NBA

Warriors are scrambling as Klay Thompson’s struggles have reached elephant-in-the-room levels

Klay Thompson wasn’t happy when Charles Barkley said he’s “not the same guy” he was before sustaining devastating injuries in consecutive years, first a torn ACL and then a ruptured Achilles. Thing is, it’s true. Thompson acknowledged it himself, rhetorically asking reporters amid his Barkley rant: “Who goes through something like that and comes back [the same]?”

Thompson is one of the league’s fiercest and proudest competitors. It’s understandable that he’s frustrated with how he’s playing and the idea that people, not just Barkley, are starting to question his game, or, perhaps more accurately, reevaluate how much of what he once brought to the table can be reasonably expected to return. 
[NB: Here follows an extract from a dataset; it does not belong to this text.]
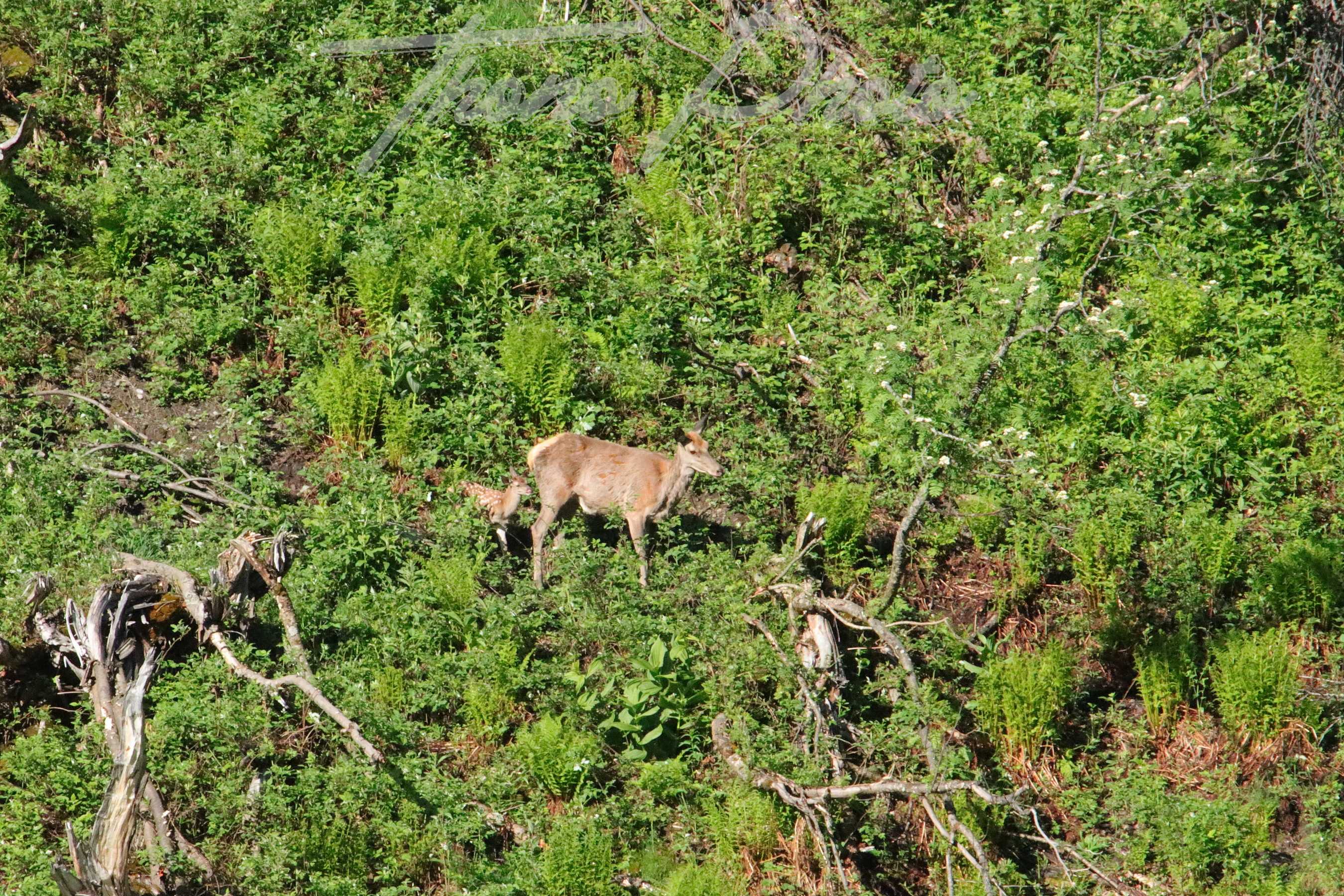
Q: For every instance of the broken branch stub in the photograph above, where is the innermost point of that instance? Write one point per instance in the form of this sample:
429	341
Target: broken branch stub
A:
113	648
Still, these are questions begging to be asked within the context of how Thompson’s season, and the Warriors‘ season as a whole, has started. Entering play on Thursday, Thompson is making just 35 percent of the 15 shots he’s taking, on average, per game — a number that includes a 33-percent clip from 3 on almost 10 shots per game. 
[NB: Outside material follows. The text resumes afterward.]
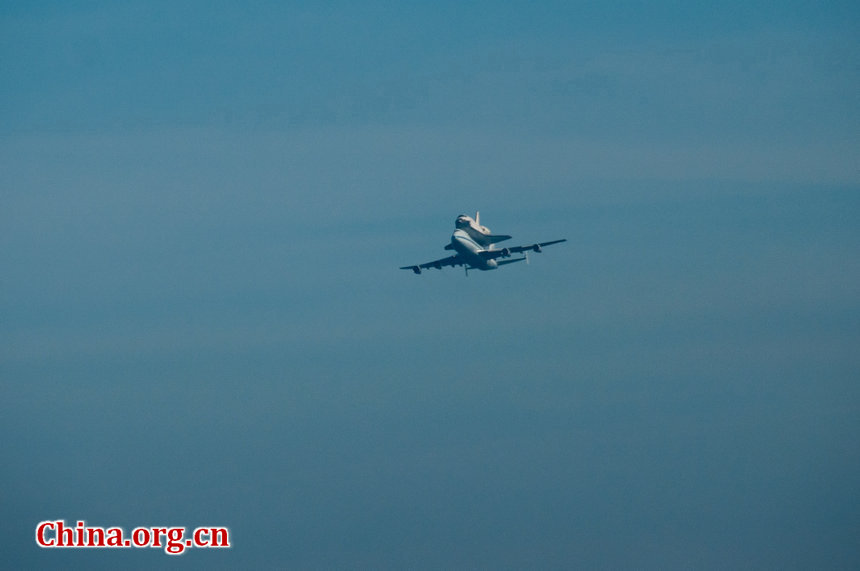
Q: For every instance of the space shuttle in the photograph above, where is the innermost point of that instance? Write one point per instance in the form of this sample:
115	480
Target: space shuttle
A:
478	233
As pointed out by Anthony Slater of The Athletic, Thompson’s 47.1 true-shooting percentage is fourth worst among the 164 players who have attempted at least 100 shots this season. All told, Thompson has required 185 shots this season to score a grand total of 181 points. Less than a point per shot attempt is bottom-of-the-barrel stuff.

That’s the thing: We’re not talking about a low-usage guy here. True, Thompson isn’t quite gunning at the rate that he did prior to the injuries, but relative to how infrequently the shots that he is taking — many of which are forced in what so far has been a futile pursuit of some semblance of rhythm — are going in, there’s a real opportunity cost happening. Thompson still has the greenest of lights, but the more he launches and bricks what would, for any other player not named Steph Curry, be considered hasty shots, the bigger the elephant in the room gets. 

Steve Kerr has been talking about the Warriors’ energy, their spirit, or lack thereof, for a while now, but what he’s not saying out loud is Thompson cashing momentum 3s all over the court and bringing the pressure defensively was responsible for a lot of that energy the old Warriors played with. That Thompson was infectious. He bled into the spirit, and ultimately the performance, of teammates. This Thompson is, too often, draining the same blood with quick-trigger misses. It works both ways. 

Thompson is far from Golden State’s only problem. The bench, which is a whole other story with this two-timeline thing the Warriors are trying to do, has killed them. The defense, which used to be elite in large part because of Thompson, is giving up open looks like it’s an All-Star game. Still, Thompson’s woes notwithstanding, the Warriors’ starting lineup is outscoring opponents by 21 points per 100 possessions, per Cleaning the Glass, second only to Dallas’ newest starting lineup among all five-man units that have logged at least 200 possessions together, and the best mark among all lineups north of Dallas’ 208 possessions. 

But you have to wonder how long even that lineup can stay this deep in the black if Thompson keeps playing like this. The Warriors, after all, can’t just rely on normal positive minutes from their starting lineup; they have to kill those minutes because once the bench enters the fray, things go into the tank quickly. 

Curry is doing more than his part. He’s been the best player in the league this season. He put 50 on the Suns on Wednesday, and the Warriors still lost pretty convincingly. He used to have a running partner. Steve Kerr is going to give Thompson a ton of slack, and he should. Thompson has earned that, and the Warriors, barring a trade, cannot win another championship without him. As this roster is currently constructed, he has to get it going. 

I’m still betting that he will. He’s too great a shooter. Too proud a competitor. But with the Warriors sitting at 6-9, including 0-8 on the road, in a Western Conference that boasts no fewer than eight teams likely to be fighting for a top-four seed, it has to happen pretty soon.